The Set-Up

When I was dissing Eastwood’s Baby, I was speaking out of turn, as I hadn’t seen it, and was playing off summaries and my own sense of his filmmaking to rant. Having since viewed it, I perhaps grudgingly admit its workmanship and persist in my rant about its cheap sentimentalized cliches about disability and remain firmly underwhelmed by aforementioned workmanship. But I wasn’t sure why, or maybe just how to pitch those complaints in a fresh way. I mean, it wasn’t Raging Bull, but it wasn’t trying to be. How do we talk about and critique its scaled-down ambitions, without pulling out masterpieces to beat it over the head?

Here’s how:
Robert Wise’s 1949 The Set-Up is a fantastic grimy boxing noir; Robert Ryan stars as an over-the-hill (at 35! whippersnapper!), down-on-his-luck fighter who doesn’t know that his manager and trainer have accepted a fix for his latest bout. The film is shot with at least as much panache–it plays in real time, it has some wonderful character-introducing tracking shots to open, it revels in the glory of shadows, smoke, and over-lighted rings. It is also a superior example in every other way: this is how to make a boxing movie, that could play as lowlife anthropology, capitalist or spiritual allegory, thrilling fight. I honestly didn’t know how the climactic bout would end–despite the film dotting every generic i and crossing every conventional t. It is suspenseful, funny, and smart. (Scorsese shares the commentary duty [with Wise], and he’s typically breathless and astute about the film’s worth.)

Apparently, for the trivia fans, it’s based on a long narrative poem by the same guy who wrote “The Wild Party” (which came out in a fancy edition with Art Spiegelman drawings) a few years back.

Now, when my students tell me that I need to embrace the quality of Baby‘s storytelling, I can give them a counter-example that really gets it right.

3 thoughts on “The Set-Up

  1. do your students tell you stuff like THAT? i wish i had your students! (in case any of my students is lurking, you guys are great and i love you all).

    is it me, or you guys have become a tad apolitical in your old age? or maybe there’s already been a VERY POLITICAL discussion of eastwood’s baby and i’ve missed it, having not been notified of the existence of this blog, let alone invited to write in it.

    but what about the veritable spate of movies (two) who got a ton of attention last year for unabashedly promoting euthanasia? this country loves to conduct its political debates through movies, tv, and bumperstickers — which of course promotes subtletly and a nuanced approach — not. i haven’t seen baby, but i’ve seen the sea inside, and i don’t know that i’ve ever seen a worse oscar winner (and god knows there’s plenty of choice!).

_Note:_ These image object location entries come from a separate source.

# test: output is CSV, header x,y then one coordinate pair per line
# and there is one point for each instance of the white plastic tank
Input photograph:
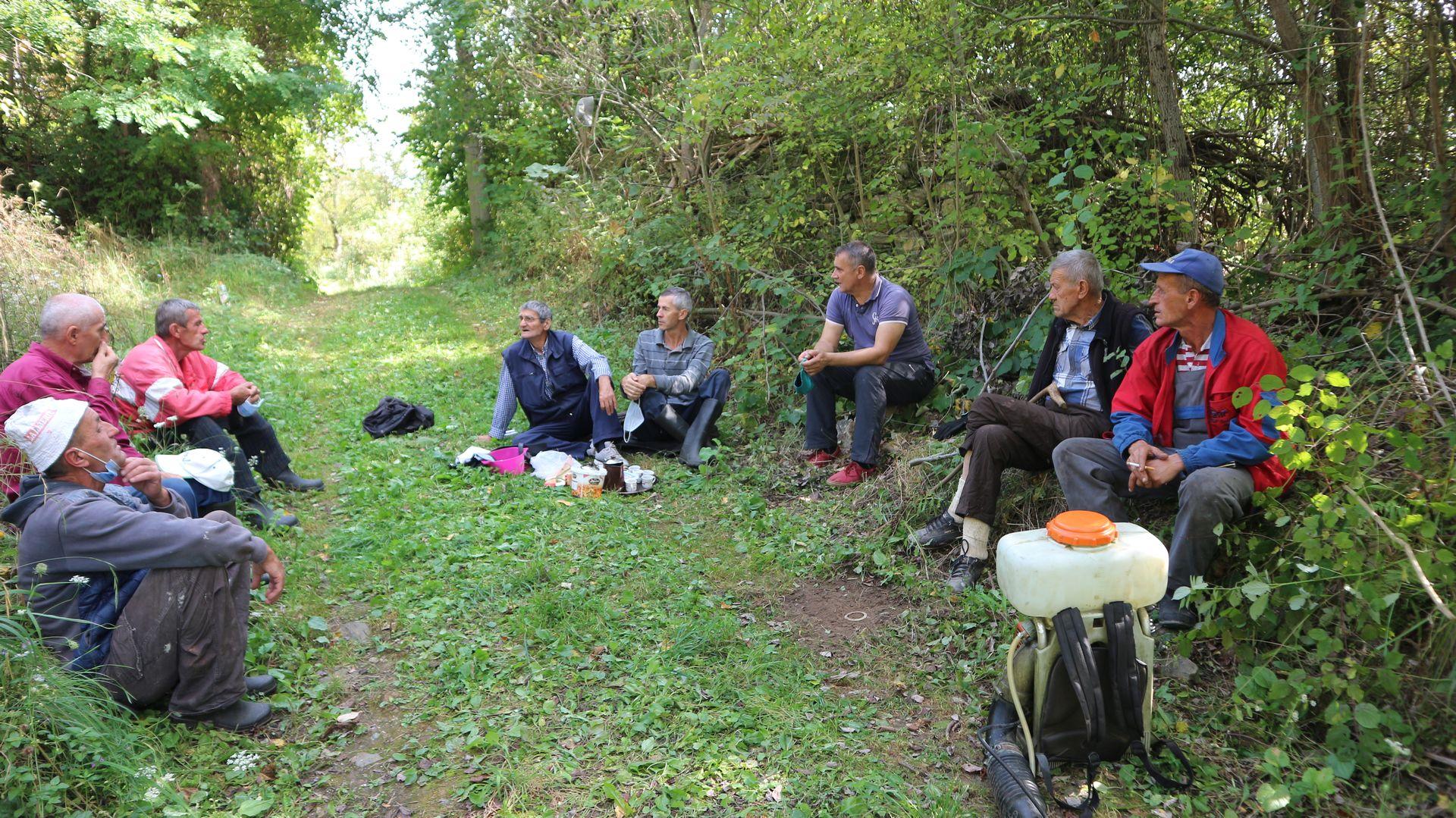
x,y
1081,561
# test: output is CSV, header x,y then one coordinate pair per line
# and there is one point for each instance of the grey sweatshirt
x,y
83,552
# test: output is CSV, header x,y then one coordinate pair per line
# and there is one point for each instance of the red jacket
x,y
41,373
1239,354
158,390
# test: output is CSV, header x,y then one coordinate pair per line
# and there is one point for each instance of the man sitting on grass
x,y
672,381
1177,430
890,364
134,590
1090,345
551,375
169,383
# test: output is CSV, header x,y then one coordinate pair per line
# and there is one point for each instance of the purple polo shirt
x,y
889,303
41,373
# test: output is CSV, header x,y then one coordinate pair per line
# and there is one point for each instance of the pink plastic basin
x,y
509,460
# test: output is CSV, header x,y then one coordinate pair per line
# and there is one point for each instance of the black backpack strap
x,y
1081,664
1128,691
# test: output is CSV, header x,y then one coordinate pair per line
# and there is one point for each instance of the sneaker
x,y
1172,618
239,716
965,569
938,533
821,459
851,475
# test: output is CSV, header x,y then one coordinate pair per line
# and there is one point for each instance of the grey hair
x,y
682,299
67,310
171,312
539,308
859,255
1079,265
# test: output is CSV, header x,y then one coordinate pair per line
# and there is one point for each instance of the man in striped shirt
x,y
672,381
551,375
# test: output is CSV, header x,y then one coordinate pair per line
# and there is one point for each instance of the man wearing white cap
x,y
134,590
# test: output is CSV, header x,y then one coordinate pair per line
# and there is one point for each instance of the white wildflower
x,y
242,762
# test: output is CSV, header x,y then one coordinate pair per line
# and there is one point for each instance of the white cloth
x,y
207,466
42,428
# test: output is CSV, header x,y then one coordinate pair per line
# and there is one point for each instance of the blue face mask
x,y
112,469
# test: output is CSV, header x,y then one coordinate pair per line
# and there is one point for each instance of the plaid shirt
x,y
677,371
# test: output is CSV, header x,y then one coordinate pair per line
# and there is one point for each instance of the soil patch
x,y
833,615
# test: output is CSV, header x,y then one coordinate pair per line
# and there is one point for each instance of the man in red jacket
x,y
169,383
1177,428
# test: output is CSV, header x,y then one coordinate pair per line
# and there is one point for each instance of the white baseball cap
x,y
42,428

  2. Yeah, actually the euthanasia/disability angle was exactly what provoked my anger and a long squabble about the movie. Pretty good discussion, actually. On the right side of the menu, hit the link to “amy” for her posts–her one and only, before dismissing us entirely, was about Baby.

    And, yeah, I do have some great students who like to argue with me. I got … oh, three or four long emails about why Eastwood’s film deserved better than my argument. I of course failed those fuckers.